Its recommendations include instituting enterprisewide risk management programs, developing independent measures to validate policies and expanding stress testing to other lines of business, such as structured products.
Banking companies should also conduct stress tests more often, the report said, and they should incorporate risk management duties into performance goals for executive compensation.
Only 36% of the firms surveyed had an enterprisewide risk management program or an integrated approach to assessing all the various risks encountered by banking companies, such as operational, credit, market or liquidity risk.

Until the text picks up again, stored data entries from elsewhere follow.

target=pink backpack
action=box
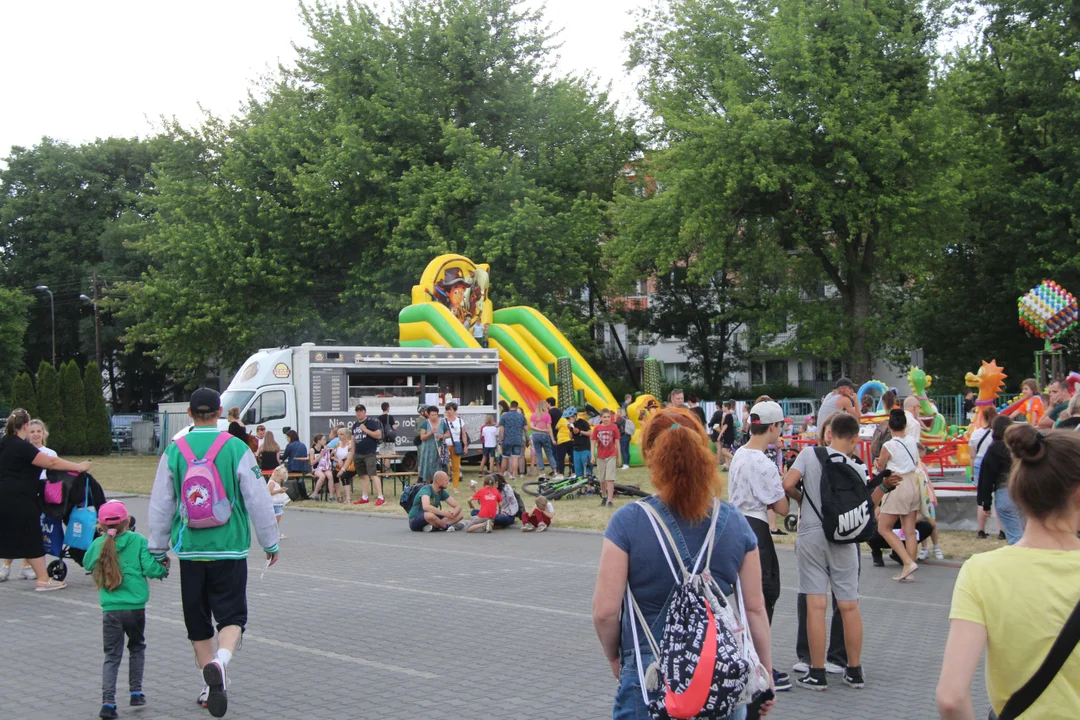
[175,432,234,529]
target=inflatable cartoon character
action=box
[964,360,1006,432]
[908,367,948,440]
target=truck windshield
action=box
[220,390,255,415]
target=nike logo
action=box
[663,599,718,718]
[835,504,871,539]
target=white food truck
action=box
[219,345,502,470]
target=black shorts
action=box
[179,559,248,641]
[338,470,355,487]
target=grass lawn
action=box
[90,455,1001,559]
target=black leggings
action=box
[866,518,934,554]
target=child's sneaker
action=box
[521,524,534,532]
[796,669,828,691]
[933,545,944,560]
[484,519,493,533]
[203,659,228,718]
[197,686,209,708]
[917,546,929,561]
[843,666,866,689]
[537,522,548,532]
[130,693,146,706]
[99,703,118,719]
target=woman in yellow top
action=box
[936,423,1080,719]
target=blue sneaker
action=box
[99,704,118,719]
[773,669,792,692]
[130,692,146,706]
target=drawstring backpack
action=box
[625,499,771,719]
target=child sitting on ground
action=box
[83,501,169,719]
[521,495,555,532]
[267,465,291,539]
[467,476,503,533]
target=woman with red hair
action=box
[592,408,776,719]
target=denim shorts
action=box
[482,447,496,461]
[502,443,523,457]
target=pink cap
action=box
[98,501,129,526]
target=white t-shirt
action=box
[727,447,785,523]
[37,446,57,479]
[481,425,499,448]
[968,428,993,462]
[884,434,919,474]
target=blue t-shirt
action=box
[498,411,527,446]
[605,497,757,654]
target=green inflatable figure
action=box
[907,366,948,440]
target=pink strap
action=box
[175,432,232,463]
[174,435,196,463]
[203,432,233,463]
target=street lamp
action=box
[34,285,55,366]
[79,293,101,366]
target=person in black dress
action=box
[258,430,282,472]
[0,409,92,590]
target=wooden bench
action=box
[378,471,418,495]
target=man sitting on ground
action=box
[408,471,465,532]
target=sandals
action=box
[34,579,66,592]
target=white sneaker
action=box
[421,524,434,533]
[484,519,493,533]
[933,546,944,560]
[792,662,809,673]
[203,659,228,718]
[21,565,35,580]
[537,522,548,532]
[521,524,534,532]
[0,564,9,582]
[825,662,845,674]
[446,524,457,533]
[917,546,929,561]
[621,464,629,470]
[553,474,565,481]
[197,685,209,708]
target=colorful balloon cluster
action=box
[1018,280,1078,340]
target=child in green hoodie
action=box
[83,501,168,719]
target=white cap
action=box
[749,401,785,425]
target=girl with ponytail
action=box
[592,407,776,718]
[84,501,169,718]
[937,424,1080,719]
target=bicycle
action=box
[521,473,650,501]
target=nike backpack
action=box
[626,499,770,719]
[805,447,878,544]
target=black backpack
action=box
[381,416,398,443]
[803,447,877,544]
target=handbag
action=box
[64,476,97,551]
[989,596,1080,720]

"It's important to have a consistent governance structure — not silos for separate business lines, subsidiaries or geographies — both in terms of methodology, but also in terms of sharing information and rolling that information up to senior management and, ideally, the board," said Edward Hida, the editor of the report, for which 111 companies were surveyed in the fourth quarter. Hida is also a partner with Deloitte's banking and securities team.
In the survey, 23% of the companies said that they were in the process of creating such a comprehensive program.
Bankers also need to do a better job of independently validating all the procedures that measure risk within the institution — a practice that regulators are increasingly urging banks to implement in light of the current crisis, Hida said. Though just over half the companies surveyed (53%) have designated employees to independently validate procedures developed by others, and over two-thirds of the others said they had no plans to designate one.
On the issue of stress testing, about 80% conducted stress tests for banking and trading books, but only 58% did so for their structured product exposures. Hida said bankers should expand their testing to all product lines and conduct their tests more often. Of the companies that tested their structured product portfolios, 17% did so daily, but two-thirds did so quarterly or even less frequently.
Less than half the companies surveyed (49%) incorporated how well executives were handling risk management duties into performance goals for the purpose of determining compensation.
Hida applauded the industry for making strides in implementing corporate governance practices for managing risk. Nearly three-fourths of the firms surveyed (73%) had a chief risk officer or equivalent position, and within that group, roughly three-fourths had the risk chief report directly to the board and/or the chief executive.